Depuis Dubrovnik : Bus 3h30-4h, 25-35 KM (12-18 €). La route passe par Neum — le seul accès à la mer de la Bosnie-Herzégovine, enclave sur la côte dalmate — et franchit deux postes-frontière (Croatie/Bosnie et Bosnie/Croatie à nouveau). Prévoir passeport ou carte d’identité.
Depuis Split : Bus 4h30-5h, 30-40 KM (15-20 €).
En ville : Mostar est compacte, tout se visite à pied depuis la vieille ville. Taxis pour les excursions hors ville.
Quand visiter Mostar
- Avril-mai : Idéal. Températures douces, Neretva haut débit (beau pour les photos), peu de touristes.
- Juin : Très bon. Les premières chaleurs (25-28 °C) mais pas encore la haute saison.
- Juillet-août : Foule intense sur le pont et dans la vieille ville — en particulier entre 10h et 17h.
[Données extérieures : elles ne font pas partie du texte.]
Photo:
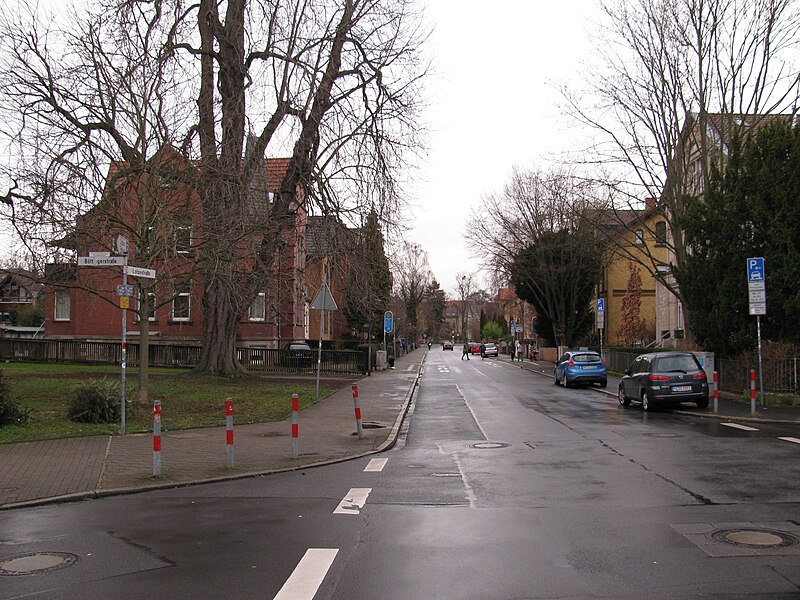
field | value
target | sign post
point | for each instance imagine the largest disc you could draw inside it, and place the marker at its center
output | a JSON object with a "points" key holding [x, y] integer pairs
{"points": [[601, 320], [757, 291]]}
Des groupes de touristes de croisière arrivent en bus depuis Dubrovnik. Voir le pont tôt le matin (7-8h) ou en soirée transforme l’expérience.
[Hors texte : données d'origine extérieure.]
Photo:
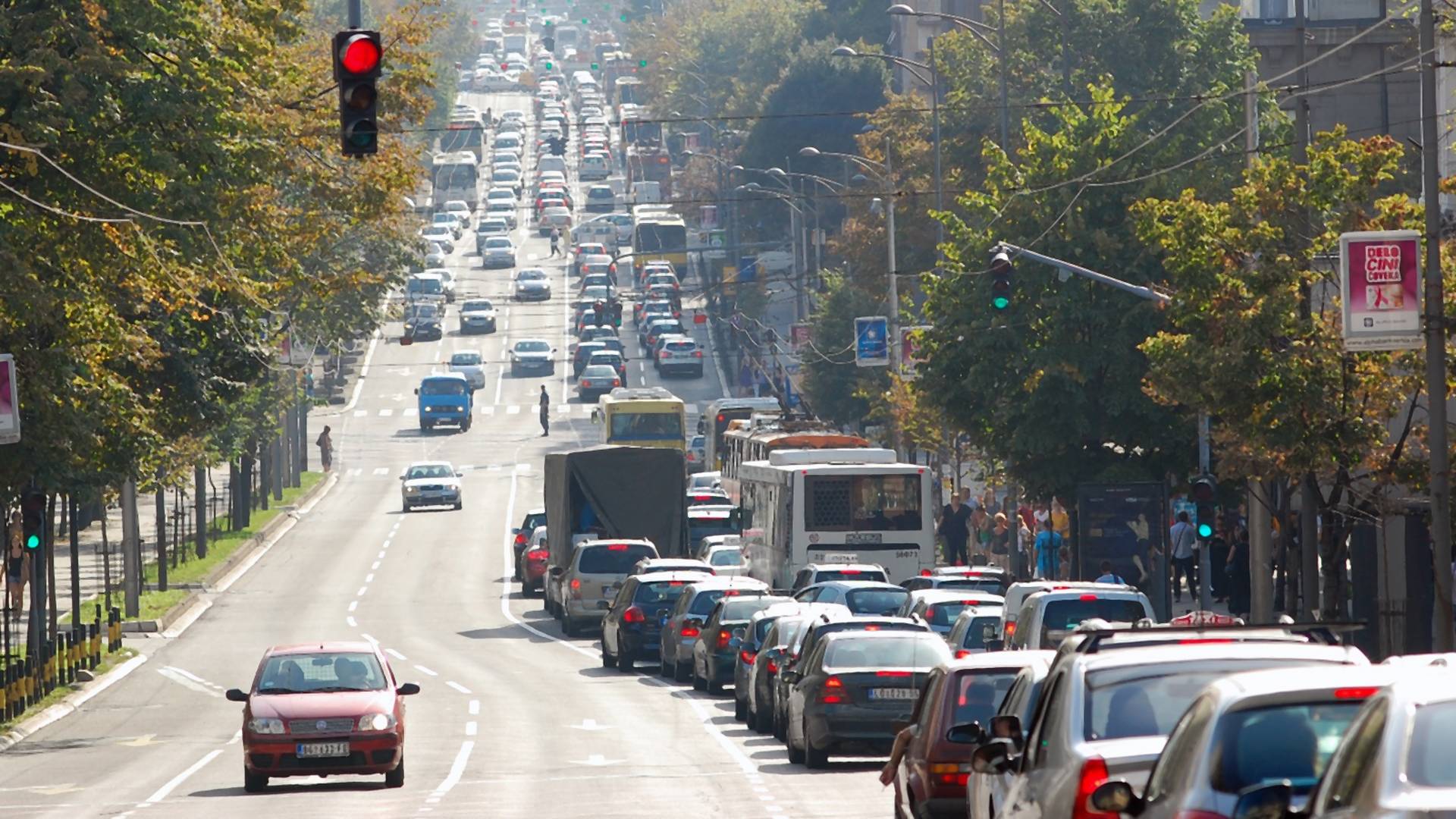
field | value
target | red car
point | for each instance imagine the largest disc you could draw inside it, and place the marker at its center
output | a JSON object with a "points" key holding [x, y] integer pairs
{"points": [[324, 708]]}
- Septembre-octobre : Excellent compromis. Eau de la Neretva encore chaude pour nager, foule diminuée.
- Novembre-mars : Mostar hors-saison est calme, quelques restaurants ferment. La vieille ville sans touristes offre une expérience plus authentique.
Ce qu’on ne dit pas assez sur Mostar
Mostar reste une ville divisée en 2026. La rive droite (côté Stari Most) est principalement bosniaque-musulmane ; la rive gauche (côté boulevard de la République croate d’Herceg-Bosnie) reste croate-catholique. Les deux communautés vivent en paix mais peu de mixité sociale — des systèmes scolaires séparés, des cafés séparés, des centres-villes distincts. Traverser le pont dans les deux sens et observer les deux rives est plus instructif que les seules photos du pont lui-même.
Le vin d’Herzégovine est une excellente surprise : les cépages locaux Žilavka (blanc sec, notes de citron et d’herbes) et Blatina (rouge corsé) produits dans les vignes entre Mostar et Trebinje sont peu connus hors du pays mais de très bonne qualité. Une bouteille de Žilavka coûte 15-25 KM (7-12 €) dans les caves locales.